Hi everybody,

Recently I move on to a new projects about circRNA and a disease, very interesting. My boss got a company to sequencing every published circRNA with patient's samples, around 1000 show different expression level compaired with control.

After I got results from the company, I choose 10 most up regulated circRNA and try to confirm them on my cell models, then I got a problem.

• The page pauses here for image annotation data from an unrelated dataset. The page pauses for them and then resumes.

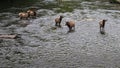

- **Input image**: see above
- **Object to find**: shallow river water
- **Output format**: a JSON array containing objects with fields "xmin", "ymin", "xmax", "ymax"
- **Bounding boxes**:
[{"xmin": 0, "ymin": 0, "xmax": 120, "ymax": 68}]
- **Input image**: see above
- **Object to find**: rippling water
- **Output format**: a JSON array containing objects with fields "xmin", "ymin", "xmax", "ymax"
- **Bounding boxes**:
[{"xmin": 0, "ymin": 0, "xmax": 120, "ymax": 68}]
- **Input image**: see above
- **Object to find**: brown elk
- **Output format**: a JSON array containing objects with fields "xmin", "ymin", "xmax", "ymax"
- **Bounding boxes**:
[
  {"xmin": 27, "ymin": 10, "xmax": 36, "ymax": 17},
  {"xmin": 99, "ymin": 19, "xmax": 107, "ymax": 33},
  {"xmin": 65, "ymin": 21, "xmax": 75, "ymax": 31},
  {"xmin": 55, "ymin": 16, "xmax": 63, "ymax": 27},
  {"xmin": 18, "ymin": 12, "xmax": 29, "ymax": 19}
]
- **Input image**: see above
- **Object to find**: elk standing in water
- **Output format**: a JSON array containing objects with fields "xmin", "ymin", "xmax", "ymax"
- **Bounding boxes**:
[
  {"xmin": 55, "ymin": 16, "xmax": 63, "ymax": 27},
  {"xmin": 27, "ymin": 10, "xmax": 36, "ymax": 17},
  {"xmin": 19, "ymin": 12, "xmax": 29, "ymax": 19},
  {"xmin": 99, "ymin": 19, "xmax": 107, "ymax": 34},
  {"xmin": 65, "ymin": 21, "xmax": 75, "ymax": 32}
]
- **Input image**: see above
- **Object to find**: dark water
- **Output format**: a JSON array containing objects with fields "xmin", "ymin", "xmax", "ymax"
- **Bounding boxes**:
[{"xmin": 0, "ymin": 0, "xmax": 120, "ymax": 68}]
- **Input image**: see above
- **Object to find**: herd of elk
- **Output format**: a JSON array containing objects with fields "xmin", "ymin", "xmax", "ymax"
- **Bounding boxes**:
[
  {"xmin": 18, "ymin": 10, "xmax": 36, "ymax": 19},
  {"xmin": 18, "ymin": 10, "xmax": 107, "ymax": 34}
]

I set up cell models and extract total RNA with Qiagen RNA kit, then RT them to DNA with random primers (TAKARA). I didn't use a RNase-R treatment because my boss think divergent primers should not have any problem with remain mRNA.

So I designed divergent primers for each circRNA and run normal PCR for 30 cycles. I pour an agar gel and get mutiple bands. Each primers were blasted with NCBI database and they should be single.

Then I got a advise, one of my friends said I may amplified other circRNA which come from same gene, they may share same exon. So I use circbase data, and found what he said was true, I do get other circRNAs.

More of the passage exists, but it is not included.